28. A process for making a hydrogel composite, the process comprising a) providing a modified poloxamer having a first charge moiety and a peptide having a second charge moiety, wherein the first charge moiety and the second charge moiety are oppositely charged for ionic interaction between the modified poloxamer and the peptide, and wherein at least one of the modified poloxamer and the peptide comprises a crosslinkable moiety,

b) mixing the modified poloxamer with the peptide and allowing the modified poloxamer and the peptide to ionically interact to obtain the hydrogel composite.

29. The process according to claim 28, wherein the modified poloxamer is provided in a 5 to 50 w/v% solution, preferably 25 to 40 w/v%, wherein the solvent is preferably a buffer solution.

30. The process according to claim 28 or 29, wherein the peptide is provided in a 5 to 50 w/v% solution, preferably 10 to 20 w/v%, wherein the solvent is preferably a buffer solution.

31. The process according to any one of claims 28 to 30, further comprising adding an initiator prior to or while mixing the charged modified poloxamer with the peptide.

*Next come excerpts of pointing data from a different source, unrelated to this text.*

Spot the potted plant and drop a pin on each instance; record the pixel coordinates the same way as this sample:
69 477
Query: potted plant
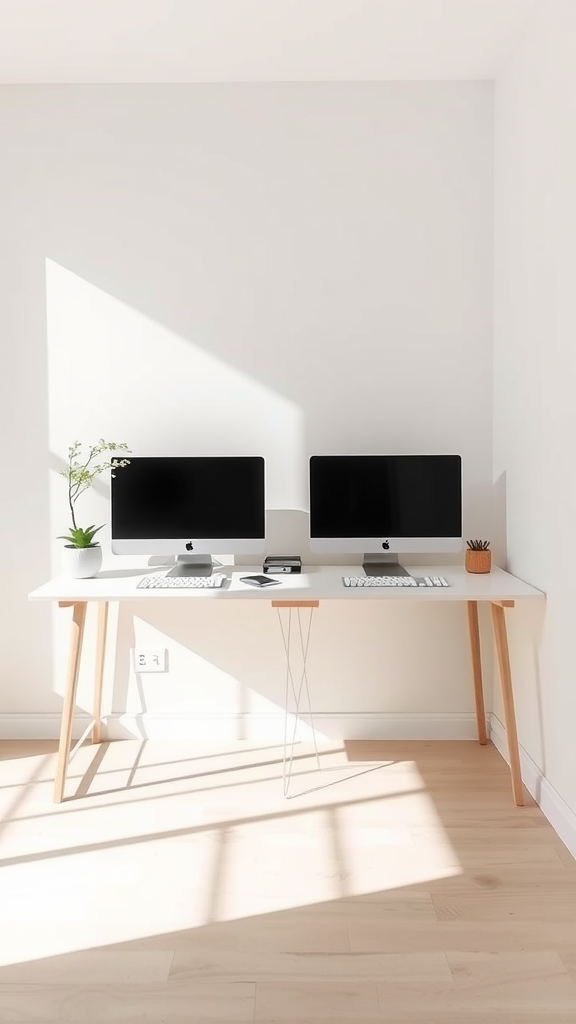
82 555
479 557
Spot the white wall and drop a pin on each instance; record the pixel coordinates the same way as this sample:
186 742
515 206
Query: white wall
535 372
283 269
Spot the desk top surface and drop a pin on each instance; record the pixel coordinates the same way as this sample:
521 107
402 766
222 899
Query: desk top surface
315 583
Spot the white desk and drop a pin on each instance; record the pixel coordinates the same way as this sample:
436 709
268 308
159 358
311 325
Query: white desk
316 584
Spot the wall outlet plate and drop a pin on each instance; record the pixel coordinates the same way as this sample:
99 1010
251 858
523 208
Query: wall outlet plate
150 658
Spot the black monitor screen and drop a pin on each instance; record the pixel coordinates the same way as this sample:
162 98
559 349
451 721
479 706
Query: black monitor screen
171 498
379 496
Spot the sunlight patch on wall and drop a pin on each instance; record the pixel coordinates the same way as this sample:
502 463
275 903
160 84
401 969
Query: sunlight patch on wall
114 373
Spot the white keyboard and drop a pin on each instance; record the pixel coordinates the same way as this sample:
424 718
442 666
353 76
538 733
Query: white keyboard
184 583
395 582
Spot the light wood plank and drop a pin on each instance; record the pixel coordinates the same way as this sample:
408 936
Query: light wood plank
414 894
94 967
174 1003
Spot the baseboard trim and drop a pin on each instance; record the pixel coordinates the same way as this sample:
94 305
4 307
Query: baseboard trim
559 813
229 726
35 726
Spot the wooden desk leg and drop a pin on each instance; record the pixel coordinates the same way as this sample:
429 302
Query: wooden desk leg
98 676
77 633
501 643
471 607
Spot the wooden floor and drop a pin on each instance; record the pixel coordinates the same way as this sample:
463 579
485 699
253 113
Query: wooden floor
179 886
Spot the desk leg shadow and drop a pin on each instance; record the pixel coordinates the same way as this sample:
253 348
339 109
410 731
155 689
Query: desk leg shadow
74 660
502 655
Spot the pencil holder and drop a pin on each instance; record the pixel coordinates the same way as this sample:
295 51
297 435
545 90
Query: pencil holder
479 557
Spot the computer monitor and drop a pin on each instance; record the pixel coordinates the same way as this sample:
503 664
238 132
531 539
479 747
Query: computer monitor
378 505
191 508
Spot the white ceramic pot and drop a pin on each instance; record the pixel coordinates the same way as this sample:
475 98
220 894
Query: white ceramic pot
80 563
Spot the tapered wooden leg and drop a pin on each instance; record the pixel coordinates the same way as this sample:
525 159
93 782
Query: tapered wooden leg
471 607
501 643
77 633
98 675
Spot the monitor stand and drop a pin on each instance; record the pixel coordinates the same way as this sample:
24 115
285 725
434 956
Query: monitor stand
380 563
193 565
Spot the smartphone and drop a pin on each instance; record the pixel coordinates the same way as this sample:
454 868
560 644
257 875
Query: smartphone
259 581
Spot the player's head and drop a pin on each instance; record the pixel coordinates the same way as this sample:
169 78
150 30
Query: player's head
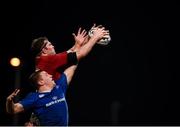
41 78
41 46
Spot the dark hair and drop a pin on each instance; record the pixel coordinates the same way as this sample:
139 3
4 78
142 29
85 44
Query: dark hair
34 77
37 45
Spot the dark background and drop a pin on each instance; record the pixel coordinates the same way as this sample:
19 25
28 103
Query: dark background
131 81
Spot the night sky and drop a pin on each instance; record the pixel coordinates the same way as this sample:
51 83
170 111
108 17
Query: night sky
131 81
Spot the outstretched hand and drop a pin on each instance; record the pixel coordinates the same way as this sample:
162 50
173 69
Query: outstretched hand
81 37
13 94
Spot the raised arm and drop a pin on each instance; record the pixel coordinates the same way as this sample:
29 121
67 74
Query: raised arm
12 107
99 33
69 72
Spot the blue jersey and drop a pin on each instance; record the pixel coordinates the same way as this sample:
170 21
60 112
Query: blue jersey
50 107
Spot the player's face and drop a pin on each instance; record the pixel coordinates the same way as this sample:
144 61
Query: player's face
49 48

32. The process according to claim 31, wherein the initiator is provided in a 0.05 to 1 w/v% solution, preferably 0.1 to 0.5 w/v%, wherein the solvent is preferably a buffer solution. 33. The process according to any one of claims 28 to 32, wherein the modified poloxamer is provided in the form of micelles.

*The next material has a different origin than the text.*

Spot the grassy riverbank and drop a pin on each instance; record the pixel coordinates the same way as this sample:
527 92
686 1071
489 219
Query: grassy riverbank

34. The process according to any one of claims 28 to 33, wherein the peptide is provided in the form of uncoiled chains of a peptide backbone.

35. The process according to any one of claims 28 to 34, wherein the mixing is carried out using a three-way stopcock.

36. A kit of parts for making a hydrogel composite according to the preceding claims 1 to 27, comprising a first part of a modified poloxamer having a first charge moiety and a second part of a peptide having a second charge moiety, wherein the first charge moiety and the second charge moiety are oppositely charged for ionic interaction between the modified poloxamer and the peptide, and wherein at least one of the modified poloxamer and the peptide comprises a crosslinkable moiety.

37. A bioshaping method comprising providing the hydrogel composite according to any of the preceding claims 1 to 27, shaping the hydrogel composite to obtain a shaped hydrogel composite, and carrying out a cross-linking reaction on the shaped hydrogel composite to obtain a three-dimensional crosslinked network.

38. The bioshaping method according to claim 37, wherein shaping the hydrogel composite is carried out by printing. 39. The bioshaping method according to claim 38, wherein the printing is carried out through a first nozzle of a printer.

40. The bioshaping method according to claim 39, further comprising dispensing a poloxamer through a second nozzle of the printer.

41. The bioshaping method according to claim 37, wherein shaping the hydrogel composite is carried out by casting.

42. The bioshaping method according to any one of claims 37 to 41, wherein carrying out the crosslinking reaction on the shaped hydrogel composite comprises irradiating the shaped hydrogel composite with electromagnetic radiation having a wavelength in the range of 10 nm to 1000 nm, preferably a wavelength of 10 nm to 400 nm, to obtain the three-dimensional crosslinked network.

43. The bioshaping method according to any one of claims 37 to 42, wherein carrying out the crosslinking reaction on the shaped hydrogel composite comprises cross-linking the crosslinkable moiety of the peptide by formation of carbon-carbon bonds.

44. The bioshaping method according to any one of claims 37 to 43, wherein the method is carried out at a temperature of about 10 °C to about 50 °C, preferably at a temperature of about 20 °C to about 40 °C, more preferably at human body temperature.

45. A three-dimensional crosslinked network obtainable using the bioshaping method according to any one of claims 37 to 44.